KSAU Marsekal Fadjar Prasetyo saat meninjau lokasi pembangunan Satuan Radar di Jayapura. Foto: beny adrian/ mylesat.com
TNI AU mengoperasikan beberapa jenis radar. Seperti radar Thomson, Plessey, Master-T, dan Weibel. Dari segi jangkauan, pindaian radar berkisar pada area sejauh 400 km dengan jangkauan minimum sekitar 8 km dan coverage 360 derajat. Ketinggian deteksi bisa mencapai 100.000 kaki (30,48 km).
Namun sekali lagi, jumlah radar eksis saat ini masih belum ideal jika dibandingkan dengan luas wilayah Indonesia. Sehingga angka 34 yang pernah disampaikan KSAU, pun menjadi masuk akal.
Terakhir diberitakan bahwa Kementerian Pertahanan mengupayakan pengadaan 25 radar untuk TNI AU. Hal itu juga ditegaskan KSAU saat melaksanakan kunjungan kerja di Lanud Sultan Hasanuddin, Makassar.
KSAU Marsekal TNI Fadjar Prasetyo menyampaikan kembali rencana pemerintah untuk membeli 25 unit radar GCI baru. “Semoga bisa segera terwujud, meski 25 radar tapi belum cukup karena luasnya wilayah negara kita,” urai KSAU.
Sesuai fungsinya, radar GCI dioperasikan untuk mengawasi pergerakan objek di udara. Konsep radar adalah bekerja dengan mengukur jarak dari sensor ke target. Ukuran jarak didapat dengan cara mengukur waktu yang dibutuhkan gelombang elektromagnetik selama penjalarannya mulai dari sensor ke target dan kembali lagi ke sensor.

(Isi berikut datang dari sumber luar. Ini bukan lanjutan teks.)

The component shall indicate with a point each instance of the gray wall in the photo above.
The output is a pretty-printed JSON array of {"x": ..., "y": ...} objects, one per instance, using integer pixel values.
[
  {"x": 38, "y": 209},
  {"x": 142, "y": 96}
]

Dome radar Master-T di Satrad 242 Biak. Radar ini melakukan deteksi dini, pengendalian intersepsi pesawat tempur sergap dan pesawat sergap low speed dalam rangkap operasi pertahanan udara. Foto: beny adrian/ mylesat.com
Dalam ranah militer, pengawasan menggunakan radar ini menjadi sesuatu yang tidak bisa ditawar karena menyangkut kedaulatan sebuah negara.
Radar yang mampu bekerja 24 jam tanpa henti, adalah sebuah alutsista yang difungsikan untuk menjaga sebuah negara seperti layaknya mata dan telinga.
Dengan sensornya yang sensitif, radar bisa melihat dan mendengar setiap objek terbang di coverage area-nya. Karena secanggih apapun pesawat tempur, tidak mungkin diperintahkan patroli nonstop. Pun sebuah UAV, tetap memiliki limitasi terbang. Disinilah peran satuan radar.
Itu sebabnya dalam kunjungan kerjanya ke wilayah Papua pada 22-24 Agustus 2022, KSAU Marsekal TNI Fadjar Prasetyo mendatangi dua satuan radar yang berada di wilayah Jayapura dan Biak.
Sejatinya hanyalah satu Satrad saja, yaitu Satrad 242 Tanjung Warari di Biak. Karena Satrad pertama yang ditinjau KSAU dan berada di utara Jayapura, masih belum selesai pembangunannya. Perumahan dan sejumlah bangunan perkantoran memang sudah selesai, namun unit radar yang dipesan belum tiba.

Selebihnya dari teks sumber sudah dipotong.